Wednesday, March 12, 2008

Ashley Treatment: First Year Anniversary

Not much has changed in the last year. has a follow up story by Amy Burkholder about the Ashley Treatment. The comments posted to the story and appended interview with the "Pillow Angel" parents are overwhelmingly supportive of the so called Ashley Treatment. Those opposed to the parents decision are characterized as radicals and the parents refuse to reveal their identity because they want to protect themselves and their children from the media frenzy.

After reading the CNN story and the interview with Ashley X parents I am truly depressed. Disability rights is simply not making any progress. Sadly I think the social acceptance of the civil rights of disabled people has regressed substantially in the last year. The Ashley Treatment is an extreme but one that highlights the divide between those with and those without a disability has widened. The mainstream media repeats and accepts as fact what Ashley X parents write. Millions of people, if Ashley X parents are to be believed, have visited their website and all except for a tiny minority of disability rights activists support them.

I find the position of the parents self serving. They bemoan the media frenzy that surrounds them yet keep their blog active and grant interviews to CNN. They chastise disability rights activists and scholars for their extreme views yet maintain parents seeking the Ashley Treatment must be diligent and tenacious. The parents estimate under 1 % of children with a disability are like Ashley X. No foundation in fact exists for such a figure.

Those that oppose their decision are characterized as a "loud minority", infuriated that their decision does not conform to a disability rights ideology.

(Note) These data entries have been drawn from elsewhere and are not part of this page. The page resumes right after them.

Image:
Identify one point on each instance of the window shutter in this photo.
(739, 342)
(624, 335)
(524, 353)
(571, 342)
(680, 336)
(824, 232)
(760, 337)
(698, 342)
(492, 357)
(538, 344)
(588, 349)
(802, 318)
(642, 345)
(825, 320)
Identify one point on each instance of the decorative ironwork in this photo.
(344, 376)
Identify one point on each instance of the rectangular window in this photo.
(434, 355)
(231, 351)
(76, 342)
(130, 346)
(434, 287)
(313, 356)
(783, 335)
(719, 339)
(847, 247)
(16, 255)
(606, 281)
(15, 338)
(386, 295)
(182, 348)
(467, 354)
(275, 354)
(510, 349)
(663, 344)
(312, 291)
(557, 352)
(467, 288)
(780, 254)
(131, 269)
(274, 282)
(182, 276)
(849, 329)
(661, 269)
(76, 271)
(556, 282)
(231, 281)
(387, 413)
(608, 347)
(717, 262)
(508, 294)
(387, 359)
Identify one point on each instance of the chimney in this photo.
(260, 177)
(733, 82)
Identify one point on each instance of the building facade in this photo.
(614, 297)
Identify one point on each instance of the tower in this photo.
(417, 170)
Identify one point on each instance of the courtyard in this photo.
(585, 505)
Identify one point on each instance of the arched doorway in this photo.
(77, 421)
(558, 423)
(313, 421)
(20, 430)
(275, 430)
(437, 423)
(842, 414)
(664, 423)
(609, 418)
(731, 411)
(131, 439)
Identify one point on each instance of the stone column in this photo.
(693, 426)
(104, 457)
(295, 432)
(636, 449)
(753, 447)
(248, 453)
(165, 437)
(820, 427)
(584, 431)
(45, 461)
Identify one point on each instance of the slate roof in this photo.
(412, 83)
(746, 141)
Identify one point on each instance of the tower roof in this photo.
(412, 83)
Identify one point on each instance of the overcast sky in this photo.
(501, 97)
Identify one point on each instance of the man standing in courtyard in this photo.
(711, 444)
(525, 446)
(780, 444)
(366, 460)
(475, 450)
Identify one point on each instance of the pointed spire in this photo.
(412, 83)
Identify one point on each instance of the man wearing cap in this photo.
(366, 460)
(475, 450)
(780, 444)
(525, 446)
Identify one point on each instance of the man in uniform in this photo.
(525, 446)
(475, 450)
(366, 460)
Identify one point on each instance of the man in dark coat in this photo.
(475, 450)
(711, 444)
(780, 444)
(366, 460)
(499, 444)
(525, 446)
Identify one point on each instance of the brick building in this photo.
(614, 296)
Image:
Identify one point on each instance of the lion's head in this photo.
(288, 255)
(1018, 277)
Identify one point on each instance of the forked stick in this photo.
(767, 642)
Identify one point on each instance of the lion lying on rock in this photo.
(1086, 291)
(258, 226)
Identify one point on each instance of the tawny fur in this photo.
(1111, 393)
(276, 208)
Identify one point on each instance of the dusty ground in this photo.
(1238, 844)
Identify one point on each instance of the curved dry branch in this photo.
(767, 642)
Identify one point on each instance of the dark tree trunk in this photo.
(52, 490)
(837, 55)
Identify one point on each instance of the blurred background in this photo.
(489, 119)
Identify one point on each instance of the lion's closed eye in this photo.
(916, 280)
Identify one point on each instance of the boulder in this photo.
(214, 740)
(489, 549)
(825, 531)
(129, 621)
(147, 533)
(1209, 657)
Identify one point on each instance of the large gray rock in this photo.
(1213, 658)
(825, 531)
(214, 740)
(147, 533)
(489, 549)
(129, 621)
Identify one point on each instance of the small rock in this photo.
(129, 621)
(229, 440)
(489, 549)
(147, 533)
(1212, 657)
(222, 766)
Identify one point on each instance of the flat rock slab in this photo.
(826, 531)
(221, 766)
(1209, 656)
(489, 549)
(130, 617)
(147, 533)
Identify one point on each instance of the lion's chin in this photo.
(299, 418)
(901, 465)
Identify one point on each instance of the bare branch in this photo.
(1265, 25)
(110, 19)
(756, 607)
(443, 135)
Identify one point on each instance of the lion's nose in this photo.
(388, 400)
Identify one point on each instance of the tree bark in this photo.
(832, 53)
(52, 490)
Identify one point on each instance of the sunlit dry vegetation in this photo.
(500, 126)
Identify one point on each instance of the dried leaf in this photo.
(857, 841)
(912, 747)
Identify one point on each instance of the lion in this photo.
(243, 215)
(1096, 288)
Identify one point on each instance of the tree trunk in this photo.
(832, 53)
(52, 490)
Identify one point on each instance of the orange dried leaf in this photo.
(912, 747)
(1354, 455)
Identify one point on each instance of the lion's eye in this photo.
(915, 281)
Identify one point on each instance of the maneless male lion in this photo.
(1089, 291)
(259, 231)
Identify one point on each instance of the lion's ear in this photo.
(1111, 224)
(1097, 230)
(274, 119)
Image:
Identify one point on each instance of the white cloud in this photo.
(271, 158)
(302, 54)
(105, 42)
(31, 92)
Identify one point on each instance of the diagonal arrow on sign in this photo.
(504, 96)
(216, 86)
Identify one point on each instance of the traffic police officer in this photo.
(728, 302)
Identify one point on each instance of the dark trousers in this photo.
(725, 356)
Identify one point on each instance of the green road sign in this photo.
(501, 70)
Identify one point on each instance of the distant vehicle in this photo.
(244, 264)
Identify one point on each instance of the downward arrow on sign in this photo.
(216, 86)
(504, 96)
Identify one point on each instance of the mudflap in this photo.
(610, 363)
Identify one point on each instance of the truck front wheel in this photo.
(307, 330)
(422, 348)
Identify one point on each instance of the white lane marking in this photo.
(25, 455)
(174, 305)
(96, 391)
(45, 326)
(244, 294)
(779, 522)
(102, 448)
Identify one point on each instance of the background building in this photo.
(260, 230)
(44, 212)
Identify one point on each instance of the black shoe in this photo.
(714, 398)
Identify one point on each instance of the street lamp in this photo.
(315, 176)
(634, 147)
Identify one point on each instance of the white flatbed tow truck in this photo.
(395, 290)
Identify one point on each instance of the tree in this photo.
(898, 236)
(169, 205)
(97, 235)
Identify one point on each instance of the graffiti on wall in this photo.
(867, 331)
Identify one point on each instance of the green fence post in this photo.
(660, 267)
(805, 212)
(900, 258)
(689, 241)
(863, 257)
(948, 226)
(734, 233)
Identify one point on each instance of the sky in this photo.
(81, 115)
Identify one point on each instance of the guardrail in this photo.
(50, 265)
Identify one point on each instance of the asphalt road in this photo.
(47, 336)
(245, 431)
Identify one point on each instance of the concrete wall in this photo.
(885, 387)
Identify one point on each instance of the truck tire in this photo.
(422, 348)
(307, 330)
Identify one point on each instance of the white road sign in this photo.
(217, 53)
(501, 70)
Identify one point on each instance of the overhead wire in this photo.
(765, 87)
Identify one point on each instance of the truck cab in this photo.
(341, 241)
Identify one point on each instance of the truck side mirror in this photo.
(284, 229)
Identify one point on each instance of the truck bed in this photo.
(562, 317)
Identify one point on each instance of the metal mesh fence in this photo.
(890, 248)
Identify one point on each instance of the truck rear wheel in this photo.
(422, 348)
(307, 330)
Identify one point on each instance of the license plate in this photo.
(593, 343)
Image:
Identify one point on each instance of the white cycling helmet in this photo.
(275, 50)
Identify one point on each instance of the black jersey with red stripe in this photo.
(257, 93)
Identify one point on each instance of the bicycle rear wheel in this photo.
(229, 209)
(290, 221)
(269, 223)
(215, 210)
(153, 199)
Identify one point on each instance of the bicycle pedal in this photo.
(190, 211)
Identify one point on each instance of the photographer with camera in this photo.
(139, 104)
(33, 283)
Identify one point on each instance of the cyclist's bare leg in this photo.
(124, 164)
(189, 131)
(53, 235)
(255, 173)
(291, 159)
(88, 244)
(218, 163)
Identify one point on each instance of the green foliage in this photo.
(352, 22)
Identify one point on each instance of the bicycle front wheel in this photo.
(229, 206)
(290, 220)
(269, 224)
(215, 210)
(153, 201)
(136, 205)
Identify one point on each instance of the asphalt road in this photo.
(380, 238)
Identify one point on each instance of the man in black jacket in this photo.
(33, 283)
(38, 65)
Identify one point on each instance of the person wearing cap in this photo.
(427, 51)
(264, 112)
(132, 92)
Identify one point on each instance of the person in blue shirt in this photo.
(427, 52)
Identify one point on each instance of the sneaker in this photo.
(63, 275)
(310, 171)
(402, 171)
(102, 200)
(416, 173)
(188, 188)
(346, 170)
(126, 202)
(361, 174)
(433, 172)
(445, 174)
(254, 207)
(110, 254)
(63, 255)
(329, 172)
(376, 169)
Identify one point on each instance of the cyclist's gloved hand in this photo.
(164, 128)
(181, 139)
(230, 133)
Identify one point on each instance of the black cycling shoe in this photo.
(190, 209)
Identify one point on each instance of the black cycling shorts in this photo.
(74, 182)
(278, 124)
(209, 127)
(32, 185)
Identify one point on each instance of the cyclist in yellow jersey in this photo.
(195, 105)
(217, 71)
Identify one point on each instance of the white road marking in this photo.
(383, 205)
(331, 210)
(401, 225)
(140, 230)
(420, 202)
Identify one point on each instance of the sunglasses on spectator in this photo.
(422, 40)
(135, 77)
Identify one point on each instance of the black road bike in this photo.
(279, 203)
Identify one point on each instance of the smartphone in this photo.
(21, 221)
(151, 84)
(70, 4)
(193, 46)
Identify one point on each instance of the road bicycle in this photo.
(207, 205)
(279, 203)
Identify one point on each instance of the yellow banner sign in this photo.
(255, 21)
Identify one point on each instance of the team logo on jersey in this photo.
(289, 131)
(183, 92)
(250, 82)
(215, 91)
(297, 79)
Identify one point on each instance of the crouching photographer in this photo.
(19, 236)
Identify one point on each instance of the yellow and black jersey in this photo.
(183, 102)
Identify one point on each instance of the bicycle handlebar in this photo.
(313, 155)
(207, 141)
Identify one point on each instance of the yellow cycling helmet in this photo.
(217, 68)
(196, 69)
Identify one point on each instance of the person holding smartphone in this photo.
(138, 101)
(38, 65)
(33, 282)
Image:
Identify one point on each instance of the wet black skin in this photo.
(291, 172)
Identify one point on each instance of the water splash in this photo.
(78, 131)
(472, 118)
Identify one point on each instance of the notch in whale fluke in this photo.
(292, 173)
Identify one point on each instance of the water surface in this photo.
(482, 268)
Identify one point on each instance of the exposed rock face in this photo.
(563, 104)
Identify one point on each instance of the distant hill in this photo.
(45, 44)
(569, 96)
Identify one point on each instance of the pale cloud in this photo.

This is pure bull shit. I am sorry to use such vulgar words but I am perplexed how the parents can dismiss the entire disability community. I find comments such as the following misleading at best: "We are in the unfortunate situation today where activists with political power and motivated by their ideology have successfully taken a potentially helpful option away from families whose pillow angels might benefit". If disability rights activists had such power it is news to me. In fact, the disability rights perspective has been totally ignored by the media and medical ethics professionals.

The parents maintain Ashley X and people with all other disabilities are vastly different--a chasm separates the two and no slippery slope exists. This may help the parents sleep at night and dismiss the views of others without thought but such a position is dead wrong. Slippery slopes exist and I for one do not consider my social condition to be any different from Ashley X. I know people often think I cannot walk and as a result cannot think. Whether I like it or not I carry the same stigma as Ashley X. My life and Ashley X life is simply not valued by mainstream society.

The future for disability rights is grim and people such as Ashley X parents are of no help. Like Christopher Reeve, they are so overwhelmed by their own interests they refuse to consider the broader implications of their views. Ashley X parents are even considering writing a book and telling their story in other ways. I shudder to think of the options available and I cannot think of one positive thing that could result. The Ashley Treatment thus remains as depressing today as it was a year ago.